4時起床。身支度を整え、5時前に家を出る。大船駅05:25発の成田エクスプレス1号に乗り、成田空港(空港第2ビル)へ。NEXに新型が導入されてから初めて乗ったが、座席の快適さが格段に向上しており、思い切り爆睡することが出来た。

 

 

 

 

 

 

  諸々の手続きを済ませ、09:15発のキャセイ・パシフィック航空CX509便に乗り、香港へ。所要時間は4時間弱。しかし、座席の幅も広く、通路側の席だったこともあって(今回のフライトは全て通路側だった)、快適に過ごすことが出来た。ただ、機内食はちょっといまいち。また、着陸前にCAさんからお願いされ、フライト満足度アンケートに回答した。回答者の中から、毎月1名に無料航空券(ペア)が当たるらしい。まあ、それは当たらなくても、ボールペンがもらえたので良しとしよう。
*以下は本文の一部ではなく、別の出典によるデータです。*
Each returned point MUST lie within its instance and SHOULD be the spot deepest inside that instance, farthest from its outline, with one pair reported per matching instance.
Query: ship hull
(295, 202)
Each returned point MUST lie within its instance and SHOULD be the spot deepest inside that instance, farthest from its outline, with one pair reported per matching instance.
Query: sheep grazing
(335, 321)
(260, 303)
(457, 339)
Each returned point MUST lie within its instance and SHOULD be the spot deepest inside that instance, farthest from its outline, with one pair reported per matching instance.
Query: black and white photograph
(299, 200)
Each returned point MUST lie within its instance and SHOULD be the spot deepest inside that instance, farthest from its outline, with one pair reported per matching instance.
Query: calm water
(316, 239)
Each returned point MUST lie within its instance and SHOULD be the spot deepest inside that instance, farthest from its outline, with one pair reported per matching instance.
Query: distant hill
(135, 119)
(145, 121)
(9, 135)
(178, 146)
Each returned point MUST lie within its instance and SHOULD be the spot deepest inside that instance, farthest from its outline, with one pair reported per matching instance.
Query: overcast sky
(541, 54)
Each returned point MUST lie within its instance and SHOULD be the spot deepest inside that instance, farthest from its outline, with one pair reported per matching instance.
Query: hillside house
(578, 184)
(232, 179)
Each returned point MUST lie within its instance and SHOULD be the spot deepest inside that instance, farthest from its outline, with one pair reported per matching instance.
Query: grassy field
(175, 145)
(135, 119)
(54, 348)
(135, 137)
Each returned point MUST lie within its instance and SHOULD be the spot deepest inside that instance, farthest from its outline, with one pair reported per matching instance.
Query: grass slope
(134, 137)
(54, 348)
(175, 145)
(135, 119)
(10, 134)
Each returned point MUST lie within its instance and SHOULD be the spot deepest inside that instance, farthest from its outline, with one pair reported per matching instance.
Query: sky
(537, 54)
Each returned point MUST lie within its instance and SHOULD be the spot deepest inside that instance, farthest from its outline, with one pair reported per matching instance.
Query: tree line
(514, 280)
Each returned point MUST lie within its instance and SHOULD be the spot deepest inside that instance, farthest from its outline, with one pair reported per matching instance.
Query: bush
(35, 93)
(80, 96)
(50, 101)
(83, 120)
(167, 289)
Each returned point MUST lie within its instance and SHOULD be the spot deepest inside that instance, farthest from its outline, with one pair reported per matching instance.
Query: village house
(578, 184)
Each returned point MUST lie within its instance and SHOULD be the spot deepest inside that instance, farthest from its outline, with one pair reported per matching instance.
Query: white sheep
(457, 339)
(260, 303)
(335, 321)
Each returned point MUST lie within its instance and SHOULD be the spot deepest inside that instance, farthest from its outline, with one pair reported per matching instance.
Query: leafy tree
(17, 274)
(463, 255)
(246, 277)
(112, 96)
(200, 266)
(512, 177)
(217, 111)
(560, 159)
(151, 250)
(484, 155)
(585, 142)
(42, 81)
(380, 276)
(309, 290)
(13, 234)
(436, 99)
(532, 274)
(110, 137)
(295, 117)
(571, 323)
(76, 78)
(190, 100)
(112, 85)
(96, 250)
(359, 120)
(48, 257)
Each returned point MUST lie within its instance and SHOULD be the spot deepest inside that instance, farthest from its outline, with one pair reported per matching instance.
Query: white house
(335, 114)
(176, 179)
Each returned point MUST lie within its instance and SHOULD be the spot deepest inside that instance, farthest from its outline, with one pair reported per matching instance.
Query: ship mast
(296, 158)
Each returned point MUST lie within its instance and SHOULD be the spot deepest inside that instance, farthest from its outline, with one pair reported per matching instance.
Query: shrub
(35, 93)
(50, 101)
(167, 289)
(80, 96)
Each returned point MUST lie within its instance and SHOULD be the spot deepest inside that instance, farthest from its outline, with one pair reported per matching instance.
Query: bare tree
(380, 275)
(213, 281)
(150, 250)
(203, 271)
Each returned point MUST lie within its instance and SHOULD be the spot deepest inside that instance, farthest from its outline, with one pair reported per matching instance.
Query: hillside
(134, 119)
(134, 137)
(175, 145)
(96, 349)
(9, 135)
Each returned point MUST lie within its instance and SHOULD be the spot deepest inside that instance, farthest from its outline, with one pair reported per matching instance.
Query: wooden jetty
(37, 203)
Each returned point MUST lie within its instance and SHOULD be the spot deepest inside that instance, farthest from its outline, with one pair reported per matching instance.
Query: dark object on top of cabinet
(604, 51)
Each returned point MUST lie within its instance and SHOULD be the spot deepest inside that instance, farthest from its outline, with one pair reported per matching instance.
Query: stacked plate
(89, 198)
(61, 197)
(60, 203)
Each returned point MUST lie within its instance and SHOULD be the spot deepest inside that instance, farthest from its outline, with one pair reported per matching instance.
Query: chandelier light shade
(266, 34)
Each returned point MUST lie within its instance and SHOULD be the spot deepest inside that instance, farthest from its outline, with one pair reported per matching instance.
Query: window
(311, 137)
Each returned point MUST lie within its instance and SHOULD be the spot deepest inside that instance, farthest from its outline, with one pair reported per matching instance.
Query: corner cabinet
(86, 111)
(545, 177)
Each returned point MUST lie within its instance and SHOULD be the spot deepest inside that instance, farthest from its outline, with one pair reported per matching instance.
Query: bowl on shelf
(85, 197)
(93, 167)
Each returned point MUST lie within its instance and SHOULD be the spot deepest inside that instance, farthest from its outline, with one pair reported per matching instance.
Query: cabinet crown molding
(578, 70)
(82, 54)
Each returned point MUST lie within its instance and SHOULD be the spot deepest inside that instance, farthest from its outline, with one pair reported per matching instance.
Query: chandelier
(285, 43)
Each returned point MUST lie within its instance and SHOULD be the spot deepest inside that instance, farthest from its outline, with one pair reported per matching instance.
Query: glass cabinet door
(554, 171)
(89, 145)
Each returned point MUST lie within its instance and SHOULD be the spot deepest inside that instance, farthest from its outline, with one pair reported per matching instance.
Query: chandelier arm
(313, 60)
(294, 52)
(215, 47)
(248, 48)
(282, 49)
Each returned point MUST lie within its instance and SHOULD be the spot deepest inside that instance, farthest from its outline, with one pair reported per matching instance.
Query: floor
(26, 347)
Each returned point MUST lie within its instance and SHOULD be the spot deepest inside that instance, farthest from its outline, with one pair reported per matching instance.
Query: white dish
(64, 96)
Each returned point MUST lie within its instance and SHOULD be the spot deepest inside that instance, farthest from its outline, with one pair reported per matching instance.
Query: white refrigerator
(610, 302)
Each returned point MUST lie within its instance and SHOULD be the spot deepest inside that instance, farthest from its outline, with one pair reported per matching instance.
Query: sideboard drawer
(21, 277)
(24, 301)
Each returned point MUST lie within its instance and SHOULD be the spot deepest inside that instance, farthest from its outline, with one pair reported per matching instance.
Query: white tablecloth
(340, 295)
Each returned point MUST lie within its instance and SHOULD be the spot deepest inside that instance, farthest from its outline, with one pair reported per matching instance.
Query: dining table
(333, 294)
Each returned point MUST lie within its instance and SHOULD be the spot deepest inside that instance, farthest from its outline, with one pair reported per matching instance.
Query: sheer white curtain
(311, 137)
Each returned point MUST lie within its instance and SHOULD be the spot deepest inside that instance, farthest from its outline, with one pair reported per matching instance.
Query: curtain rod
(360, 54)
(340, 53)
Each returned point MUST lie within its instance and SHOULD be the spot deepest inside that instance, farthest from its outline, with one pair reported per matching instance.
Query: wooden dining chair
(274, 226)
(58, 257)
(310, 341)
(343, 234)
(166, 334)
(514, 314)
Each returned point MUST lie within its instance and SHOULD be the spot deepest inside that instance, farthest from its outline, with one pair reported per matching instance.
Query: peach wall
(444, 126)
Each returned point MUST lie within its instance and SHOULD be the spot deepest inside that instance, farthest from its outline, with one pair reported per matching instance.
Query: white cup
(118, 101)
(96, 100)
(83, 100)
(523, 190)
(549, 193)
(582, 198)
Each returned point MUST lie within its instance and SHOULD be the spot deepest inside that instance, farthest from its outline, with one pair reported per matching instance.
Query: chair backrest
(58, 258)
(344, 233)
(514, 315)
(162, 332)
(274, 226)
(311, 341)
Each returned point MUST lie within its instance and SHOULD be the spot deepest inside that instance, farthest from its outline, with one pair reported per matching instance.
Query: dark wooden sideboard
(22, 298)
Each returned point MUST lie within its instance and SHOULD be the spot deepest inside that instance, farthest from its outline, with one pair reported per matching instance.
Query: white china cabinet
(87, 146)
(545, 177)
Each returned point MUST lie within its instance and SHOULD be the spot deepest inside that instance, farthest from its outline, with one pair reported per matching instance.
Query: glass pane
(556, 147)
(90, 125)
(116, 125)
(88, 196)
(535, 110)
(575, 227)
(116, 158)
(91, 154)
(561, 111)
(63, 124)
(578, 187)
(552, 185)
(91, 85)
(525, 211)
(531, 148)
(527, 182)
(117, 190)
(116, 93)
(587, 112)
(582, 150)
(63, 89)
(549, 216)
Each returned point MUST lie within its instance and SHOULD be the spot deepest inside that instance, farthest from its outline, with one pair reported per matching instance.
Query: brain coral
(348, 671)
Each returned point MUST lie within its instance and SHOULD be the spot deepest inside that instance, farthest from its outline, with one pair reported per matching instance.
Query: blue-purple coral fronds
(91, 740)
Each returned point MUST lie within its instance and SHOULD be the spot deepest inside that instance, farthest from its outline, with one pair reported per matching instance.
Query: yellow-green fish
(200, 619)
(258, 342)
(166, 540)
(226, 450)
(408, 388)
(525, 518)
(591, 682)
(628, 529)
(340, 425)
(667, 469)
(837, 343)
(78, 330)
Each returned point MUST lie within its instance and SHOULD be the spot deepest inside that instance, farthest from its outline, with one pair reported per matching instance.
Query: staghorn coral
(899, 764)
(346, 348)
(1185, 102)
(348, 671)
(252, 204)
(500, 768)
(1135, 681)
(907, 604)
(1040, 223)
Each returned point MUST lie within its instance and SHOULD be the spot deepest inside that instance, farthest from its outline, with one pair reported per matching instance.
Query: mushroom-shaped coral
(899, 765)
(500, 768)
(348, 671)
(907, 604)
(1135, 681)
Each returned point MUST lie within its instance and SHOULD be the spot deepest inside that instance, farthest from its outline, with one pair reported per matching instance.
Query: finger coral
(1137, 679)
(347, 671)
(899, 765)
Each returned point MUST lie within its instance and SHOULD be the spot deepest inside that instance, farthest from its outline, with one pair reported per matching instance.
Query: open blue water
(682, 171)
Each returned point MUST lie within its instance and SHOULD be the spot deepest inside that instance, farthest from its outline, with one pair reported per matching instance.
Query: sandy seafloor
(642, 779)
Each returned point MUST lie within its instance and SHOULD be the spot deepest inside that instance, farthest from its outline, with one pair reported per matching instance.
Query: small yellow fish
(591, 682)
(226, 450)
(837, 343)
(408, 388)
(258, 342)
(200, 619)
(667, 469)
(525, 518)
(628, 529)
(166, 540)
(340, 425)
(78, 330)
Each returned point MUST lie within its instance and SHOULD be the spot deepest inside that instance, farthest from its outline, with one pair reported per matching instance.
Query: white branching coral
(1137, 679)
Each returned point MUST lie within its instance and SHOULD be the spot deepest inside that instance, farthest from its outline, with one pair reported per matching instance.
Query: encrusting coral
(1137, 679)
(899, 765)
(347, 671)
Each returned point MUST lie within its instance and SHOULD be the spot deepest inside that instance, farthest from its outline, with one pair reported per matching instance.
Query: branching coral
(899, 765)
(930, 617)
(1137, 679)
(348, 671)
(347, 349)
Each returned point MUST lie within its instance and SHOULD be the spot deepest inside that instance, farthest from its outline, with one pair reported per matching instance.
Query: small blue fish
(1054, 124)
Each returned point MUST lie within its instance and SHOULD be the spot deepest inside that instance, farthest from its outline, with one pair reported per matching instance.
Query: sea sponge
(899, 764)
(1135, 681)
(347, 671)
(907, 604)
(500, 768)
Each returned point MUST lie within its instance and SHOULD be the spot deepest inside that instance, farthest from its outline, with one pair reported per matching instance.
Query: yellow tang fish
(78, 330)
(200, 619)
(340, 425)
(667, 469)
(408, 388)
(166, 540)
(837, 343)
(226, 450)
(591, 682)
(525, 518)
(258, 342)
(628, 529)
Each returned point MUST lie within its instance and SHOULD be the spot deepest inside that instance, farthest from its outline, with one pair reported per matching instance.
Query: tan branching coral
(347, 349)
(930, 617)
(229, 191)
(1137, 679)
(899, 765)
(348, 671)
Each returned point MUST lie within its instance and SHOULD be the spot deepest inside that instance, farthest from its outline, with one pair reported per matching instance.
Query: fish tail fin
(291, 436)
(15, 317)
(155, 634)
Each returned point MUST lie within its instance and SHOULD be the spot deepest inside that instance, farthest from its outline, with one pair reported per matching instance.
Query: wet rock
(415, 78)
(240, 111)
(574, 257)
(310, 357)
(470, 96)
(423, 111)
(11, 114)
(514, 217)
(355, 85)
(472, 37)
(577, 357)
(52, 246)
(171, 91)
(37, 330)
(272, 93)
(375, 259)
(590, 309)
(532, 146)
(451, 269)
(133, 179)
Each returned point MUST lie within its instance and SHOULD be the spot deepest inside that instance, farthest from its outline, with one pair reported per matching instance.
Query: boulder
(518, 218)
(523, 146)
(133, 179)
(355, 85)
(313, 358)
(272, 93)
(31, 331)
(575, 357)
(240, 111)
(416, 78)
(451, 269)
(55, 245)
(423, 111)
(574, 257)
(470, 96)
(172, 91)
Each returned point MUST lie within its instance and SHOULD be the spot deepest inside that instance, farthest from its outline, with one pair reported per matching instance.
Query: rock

  香港国際空港では、乗り継ぎまでに実質2時間ほど時間があったので、空港内を散策。空港がとにかく広いし、中国語の看板も新鮮で(これって中国語だとこういう風に書くんだ!という発見が多い)楽しい。ただ、喫煙室の前を通った時に、現地の人たちがドアを開けっ放しにしてタバコを吹かしていたのには驚いた。これぞ、チャイナクオリティー。


発着する便数も半端じゃない。


煙が外にダダ漏れ。

  せっかくなので空港内の中華料理屋に入る。隣のお兄さんが食べていた小龍包的なものが美味しそうだったので、同じものを注文する。海老と筍の入った小龍包で、皮がもっちりしていてめちゃくちゃ美味しい。その他にも、牛肉のビーフン的なものと、デザートに豆腐プリンなるものを注文。これらも、日本では食べたことのない味で、とても新鮮だった。特に豆腐プリンは、日本ではこれをデザートとは呼べないだろうという味だった。また、入店と同時にウーロン茶が出てきて、「さすがは中華料理屋!」と思ったが、会計の時にしっかり計上されていてげんなりした。サービスじゃなかったんかい。

  16:30発のキャセイ・パシフィック航空CX765便に乗り、ついにホーチミンへ。所要時間は約2時間半。2度目の機内食は、さすがに食べきれなかった。


ホーチミンって、こんな漢字で書くんですね。


水が真空パックで提供される。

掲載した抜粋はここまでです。